Según Corpamag (Corporación Autónoma Regional del Magdalena), el daño ambiental producido es incalculable, hasta el punto de considerarse como el crimen ecológico más notorio en la historia de Colombia. Lo anterior, unido después a una creciente población en situación de extrema pobreza que explota los recursos del mar de manera intensa, así como el aprovechamiento ilegal de la madera del bosque manglar, la contaminación causada por la falta de infraestructura sanitaria de los asentamientos humanos y los residuos de la agroindustria ubicada en cercanías a los caños, coadyuvan en el impacto negativo a este ecosistema. De acuerdo al CEER (2011), en los últimos cuarenta años la actividad pesquera se ha reducido a causa del deterioro ambiental y la sobre-explotación de las especies con métodos y técnicas no adecuadas. Se estima que un número aproximado de 5.000 pescadores y al menos 20.000 personas que dependen de esta actividad en los diferentes asentamientos de esta región, han sido afectadas.

A pesar de que esta ecorregión ha recibido aportes del Fondo Nacional de Regalías y de la sobretasa ambiental del 5% recolectada en los peajes de Tasajera y el puente Laureano Gómez, para ser invertidos en proyectos, planes y programas de recuperación ambiental y socio-productivos que involucren a la comunidad, incluidas otras alternativas productivas como el ecoturismo, la acuicultura y las artesanías, nada de ello se refleja en la mejora de la calidad de vida de estas poblaciones. Es un territorio que parece estar detenido en el tiempo y completamente estancado en su desarrollo. La acumulación de todo tipo de desechos, basuras y aguas estancadas que se aprecian incluso desde la carretera, muestran un paisaje que no puede ser más triste y devastador. Es literalmente un símbolo del abandono y el olvido por parte del Estado.

La carencia de servicios públicos esenciales, como la energía, el suministro de agua potable e infraestructura sanitaria básica, el hacinamiento en las viviendas por la situación de pobreza, los problemas de violencia intrafamiliar y embarazo en adolescentes, el bajo nivel de acceso a la salud, a la educación y a las oportunidades de trabajo, y demás condiciones inhumanas, han condenado a esta población a una miseria perpetua que contrasta con el emporio turístico, comercial e industrial de ciudades como Santa Marta y Barranquilla, ubicadas a menos de una hora de estas poblaciones.
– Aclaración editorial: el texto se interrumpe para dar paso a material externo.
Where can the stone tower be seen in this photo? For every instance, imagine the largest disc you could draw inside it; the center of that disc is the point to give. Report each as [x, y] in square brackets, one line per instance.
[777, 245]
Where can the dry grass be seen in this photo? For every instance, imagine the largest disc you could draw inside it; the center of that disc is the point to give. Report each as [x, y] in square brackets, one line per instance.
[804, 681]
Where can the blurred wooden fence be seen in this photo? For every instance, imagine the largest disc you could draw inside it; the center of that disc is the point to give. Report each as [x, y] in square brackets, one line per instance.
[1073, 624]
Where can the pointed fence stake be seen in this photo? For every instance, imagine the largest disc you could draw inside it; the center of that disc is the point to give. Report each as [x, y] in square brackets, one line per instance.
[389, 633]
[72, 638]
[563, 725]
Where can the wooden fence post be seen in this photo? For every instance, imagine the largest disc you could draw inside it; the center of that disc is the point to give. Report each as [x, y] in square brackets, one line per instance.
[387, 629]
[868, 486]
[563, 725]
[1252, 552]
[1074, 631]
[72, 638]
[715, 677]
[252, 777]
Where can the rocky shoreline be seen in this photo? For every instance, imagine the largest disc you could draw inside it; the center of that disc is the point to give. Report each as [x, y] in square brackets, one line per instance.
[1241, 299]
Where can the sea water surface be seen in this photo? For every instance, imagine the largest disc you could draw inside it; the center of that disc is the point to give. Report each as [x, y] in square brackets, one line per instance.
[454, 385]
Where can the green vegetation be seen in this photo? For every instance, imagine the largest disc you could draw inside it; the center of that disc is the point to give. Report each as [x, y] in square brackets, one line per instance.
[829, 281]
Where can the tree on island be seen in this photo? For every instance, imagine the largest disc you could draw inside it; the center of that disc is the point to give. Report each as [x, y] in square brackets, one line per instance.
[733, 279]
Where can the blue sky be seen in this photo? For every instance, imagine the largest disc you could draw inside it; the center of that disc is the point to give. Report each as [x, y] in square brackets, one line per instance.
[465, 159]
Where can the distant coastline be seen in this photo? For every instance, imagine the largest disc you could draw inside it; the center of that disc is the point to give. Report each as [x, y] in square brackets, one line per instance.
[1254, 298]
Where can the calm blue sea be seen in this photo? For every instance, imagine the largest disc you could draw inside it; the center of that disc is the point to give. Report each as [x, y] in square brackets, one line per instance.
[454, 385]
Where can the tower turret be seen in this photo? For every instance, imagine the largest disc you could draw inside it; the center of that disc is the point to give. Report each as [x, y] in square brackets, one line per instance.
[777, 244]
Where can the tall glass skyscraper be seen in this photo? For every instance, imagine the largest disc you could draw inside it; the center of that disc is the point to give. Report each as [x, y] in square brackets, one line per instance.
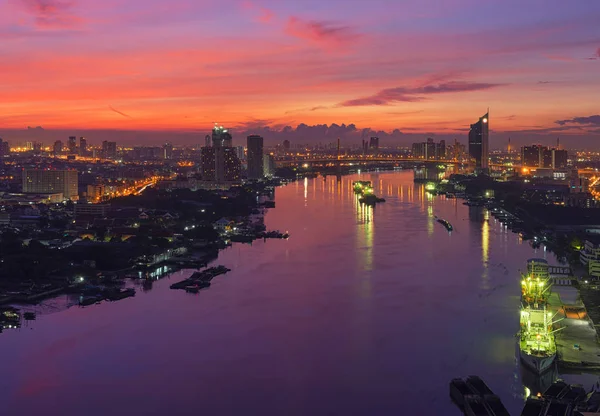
[479, 142]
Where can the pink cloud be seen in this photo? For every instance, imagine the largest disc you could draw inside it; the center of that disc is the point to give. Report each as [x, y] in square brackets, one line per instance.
[323, 32]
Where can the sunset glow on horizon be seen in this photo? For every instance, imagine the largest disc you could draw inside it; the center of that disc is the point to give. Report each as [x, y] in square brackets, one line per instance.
[414, 65]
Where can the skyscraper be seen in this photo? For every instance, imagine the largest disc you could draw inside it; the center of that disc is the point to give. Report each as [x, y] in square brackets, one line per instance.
[374, 143]
[51, 181]
[221, 137]
[255, 157]
[109, 150]
[82, 146]
[479, 143]
[72, 145]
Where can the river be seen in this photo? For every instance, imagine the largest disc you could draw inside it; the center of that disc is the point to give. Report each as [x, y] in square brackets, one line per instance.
[361, 312]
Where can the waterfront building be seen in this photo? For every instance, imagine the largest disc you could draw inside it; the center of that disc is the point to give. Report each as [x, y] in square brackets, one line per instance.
[45, 181]
[255, 157]
[479, 143]
[58, 147]
[167, 151]
[590, 256]
[429, 150]
[544, 157]
[109, 150]
[268, 165]
[374, 143]
[221, 137]
[72, 145]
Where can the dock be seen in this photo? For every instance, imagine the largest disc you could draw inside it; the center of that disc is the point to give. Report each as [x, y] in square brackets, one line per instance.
[576, 339]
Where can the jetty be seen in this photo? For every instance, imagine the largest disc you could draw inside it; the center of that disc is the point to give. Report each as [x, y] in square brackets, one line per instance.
[200, 280]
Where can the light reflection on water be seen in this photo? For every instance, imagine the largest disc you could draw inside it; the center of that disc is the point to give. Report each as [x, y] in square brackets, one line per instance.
[362, 311]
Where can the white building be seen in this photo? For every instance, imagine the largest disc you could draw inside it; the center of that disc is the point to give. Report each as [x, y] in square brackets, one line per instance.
[590, 257]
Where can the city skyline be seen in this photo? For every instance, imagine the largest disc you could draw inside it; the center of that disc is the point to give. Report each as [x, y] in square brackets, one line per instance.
[143, 67]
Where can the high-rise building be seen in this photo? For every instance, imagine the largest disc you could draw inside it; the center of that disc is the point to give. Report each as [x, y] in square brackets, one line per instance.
[374, 143]
[240, 152]
[57, 147]
[429, 150]
[109, 150]
[168, 151]
[479, 142]
[4, 148]
[543, 157]
[207, 163]
[72, 145]
[221, 137]
[51, 181]
[82, 146]
[232, 167]
[268, 165]
[559, 158]
[255, 157]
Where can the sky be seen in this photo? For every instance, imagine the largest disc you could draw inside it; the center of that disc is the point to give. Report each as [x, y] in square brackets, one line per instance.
[308, 70]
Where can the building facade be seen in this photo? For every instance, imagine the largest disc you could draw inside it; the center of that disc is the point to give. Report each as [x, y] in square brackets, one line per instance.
[255, 157]
[479, 142]
[41, 181]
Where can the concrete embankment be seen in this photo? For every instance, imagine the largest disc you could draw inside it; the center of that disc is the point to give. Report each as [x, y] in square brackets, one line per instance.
[576, 338]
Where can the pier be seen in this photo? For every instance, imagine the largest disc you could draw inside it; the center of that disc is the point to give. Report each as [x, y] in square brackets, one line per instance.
[576, 340]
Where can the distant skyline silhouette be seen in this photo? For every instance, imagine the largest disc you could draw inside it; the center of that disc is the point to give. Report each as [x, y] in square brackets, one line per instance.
[422, 67]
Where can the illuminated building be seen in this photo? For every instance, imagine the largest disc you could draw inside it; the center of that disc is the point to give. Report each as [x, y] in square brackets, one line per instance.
[82, 146]
[374, 143]
[429, 150]
[42, 181]
[72, 145]
[240, 152]
[207, 163]
[255, 157]
[109, 150]
[479, 143]
[58, 147]
[543, 157]
[221, 137]
[268, 165]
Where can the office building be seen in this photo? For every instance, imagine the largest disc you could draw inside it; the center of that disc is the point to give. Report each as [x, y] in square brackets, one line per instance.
[42, 181]
[240, 152]
[429, 150]
[72, 145]
[109, 150]
[374, 143]
[207, 163]
[543, 157]
[82, 146]
[58, 147]
[479, 143]
[255, 157]
[268, 165]
[168, 151]
[221, 137]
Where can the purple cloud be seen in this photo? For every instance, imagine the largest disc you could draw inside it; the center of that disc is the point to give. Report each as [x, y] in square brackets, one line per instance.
[323, 32]
[590, 121]
[52, 13]
[404, 94]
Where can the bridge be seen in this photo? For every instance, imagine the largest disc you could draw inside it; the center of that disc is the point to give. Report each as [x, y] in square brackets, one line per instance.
[361, 160]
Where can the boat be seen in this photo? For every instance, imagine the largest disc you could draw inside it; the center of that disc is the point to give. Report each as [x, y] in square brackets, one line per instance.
[445, 224]
[360, 186]
[537, 347]
[370, 199]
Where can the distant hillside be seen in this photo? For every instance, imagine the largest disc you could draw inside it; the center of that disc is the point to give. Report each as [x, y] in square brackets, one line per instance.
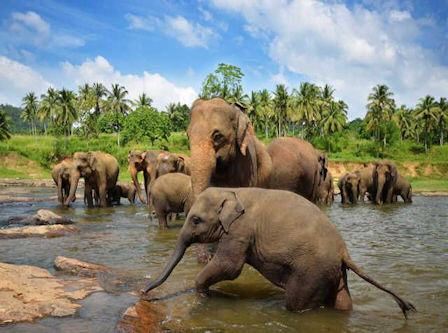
[17, 124]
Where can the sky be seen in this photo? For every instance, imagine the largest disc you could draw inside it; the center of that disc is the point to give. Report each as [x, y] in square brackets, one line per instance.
[166, 48]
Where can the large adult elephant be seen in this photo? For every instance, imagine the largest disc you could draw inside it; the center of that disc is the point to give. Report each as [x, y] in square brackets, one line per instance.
[224, 149]
[100, 172]
[385, 176]
[147, 163]
[61, 174]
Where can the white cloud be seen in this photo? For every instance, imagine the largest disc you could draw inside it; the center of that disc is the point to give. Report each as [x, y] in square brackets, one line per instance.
[161, 90]
[352, 49]
[178, 27]
[16, 80]
[31, 28]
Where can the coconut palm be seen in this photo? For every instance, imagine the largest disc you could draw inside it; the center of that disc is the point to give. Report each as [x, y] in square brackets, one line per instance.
[66, 111]
[426, 110]
[118, 104]
[5, 131]
[280, 103]
[143, 100]
[30, 105]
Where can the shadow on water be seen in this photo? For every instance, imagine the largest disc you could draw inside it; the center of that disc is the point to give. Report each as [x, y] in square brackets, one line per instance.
[403, 246]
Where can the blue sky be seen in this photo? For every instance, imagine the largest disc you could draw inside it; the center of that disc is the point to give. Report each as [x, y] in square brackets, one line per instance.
[165, 48]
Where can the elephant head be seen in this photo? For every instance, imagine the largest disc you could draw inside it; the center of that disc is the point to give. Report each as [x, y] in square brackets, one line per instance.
[209, 218]
[168, 163]
[221, 140]
[384, 177]
[136, 163]
[84, 165]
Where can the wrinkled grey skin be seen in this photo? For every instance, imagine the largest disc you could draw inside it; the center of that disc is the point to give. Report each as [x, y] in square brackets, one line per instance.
[349, 188]
[171, 193]
[282, 235]
[402, 188]
[121, 190]
[384, 178]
Sus moradores señalan directamente a los gobiernos locales, departamentales y nacionales como responsables de esta lamentable situación, quienes solo se aparecen en tiempos de campaña electoral, pero que luego se esfuman cuando hay que hacer frente a las necesidades y las problemáticas de las comunidades. Tampoco hay que olvidar los episodios de violencia y masacre vividos por esta población en el año 2000, lo cual dejó secuelas imborrables. Sumado a ello, la región también se ha visto fuertemente azotada por el flagelo del Covid-19, con una alta tasa de contagios y mortalidad.

La situación de vulnerabilidad, inequidad y desequilibrio social, desarrolla en estas personas un sentimiento de rebeldía que desencadena en un sin número comportamientos desafortunados y actuaciones desesperadas en las que ponen en riesgo hasta la propia vida para conseguir el sustento diario, como lo acontecido el pasado 6 de julio. Su gente pone las esperanzas en que “pase algo en la carretera”, para poder beneficiarse y conseguir recursos para su subsistencia. Es una tierra en donde reina la desobediencia civil, en donde no hay respeto a la autoridad, y la ley y el orden perdieron el sentido ante la insondable pobreza.

Esperemos que no se repitan situaciones similares para que el Estado vuelque sus ojos hacia estos territorios y se tomen las acciones necesarias para que en un futuro no muy lejano dejen ser “Tierras del Olvido”.